The Pennsylvania Supreme Court has sided with the campaign of Republican businessman Dave McCormick in ordering an immediate end to the deliberately unlawful vote-counting efforts of local officials counting votes in McCormick’s hotly contested U.S. Senate race.
Openly flouting a clear, earlier ruling of the state high court, officials in four counties had been tabulating ballots that lacked signatures or dates required by law.
The court’s new decision to block the officials was made 7-0 on the merits and 4-3 on procedural matters, with Justice David Wecht, a liberal with no love lost for the GOP, writing in concurrence:
“It is critical to the rule of law that individual counties and municipalities and their elected and appointed officials, like any other parties, obey orders of this Court. As Justice Felix Frankfurter once wrote: ‘If one man can be allowed to determine for himself what is law, every man can. That means first chaos, then tyranny. … The greater the power that defies law the less tolerant can this Court be of defiance.’”

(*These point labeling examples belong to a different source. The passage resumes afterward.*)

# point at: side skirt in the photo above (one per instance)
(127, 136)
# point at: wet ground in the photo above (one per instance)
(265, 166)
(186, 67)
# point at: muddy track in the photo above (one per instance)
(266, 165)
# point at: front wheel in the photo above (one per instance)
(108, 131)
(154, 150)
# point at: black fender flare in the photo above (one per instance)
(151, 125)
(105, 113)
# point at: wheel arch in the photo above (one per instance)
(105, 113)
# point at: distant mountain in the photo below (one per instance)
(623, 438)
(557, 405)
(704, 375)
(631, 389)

The Pennsylvania Supreme Court’s decision came after Bucks County Commissioner Diane Ellis-Marseglia, a powerful Philadelphia collar-county Democrat, said, “I think we all know that precedent by a court doesn’t matter anymore in this country. People violate laws anytime they want. So, for me, if I violate this law, it’s because I want a court to pay attention.”

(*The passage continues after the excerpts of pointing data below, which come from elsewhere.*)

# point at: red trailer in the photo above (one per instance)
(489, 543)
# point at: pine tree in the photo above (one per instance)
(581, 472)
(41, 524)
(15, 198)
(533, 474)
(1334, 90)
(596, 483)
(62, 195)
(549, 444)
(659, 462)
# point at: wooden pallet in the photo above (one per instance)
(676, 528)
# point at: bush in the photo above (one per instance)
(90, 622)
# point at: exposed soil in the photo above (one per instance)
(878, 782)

Officials in Centre and Montgomery counties and in Philadelphia also were counting illegal ballots.
If officials in Bucks, Centre, and Montgomery counties had been allowed to continue their schemes, it could have set a precedent that could undermine the legitimacy of similar actions in future elections.
The Associated Press called the race for McCormick two days after the Nov. 5 election. Casey has refused to concede. Last week, the close margin of half a percentage point triggered the automatic allowance of the recount under Pennsylvania law. But Casey could have declined to ask for the recount, which will cost the taxpayers of Pennsylvania over $1 million, possibly more. Previous recounts have not come close to finding disparities anywhere near big enough for McCormick’s lead to be in question.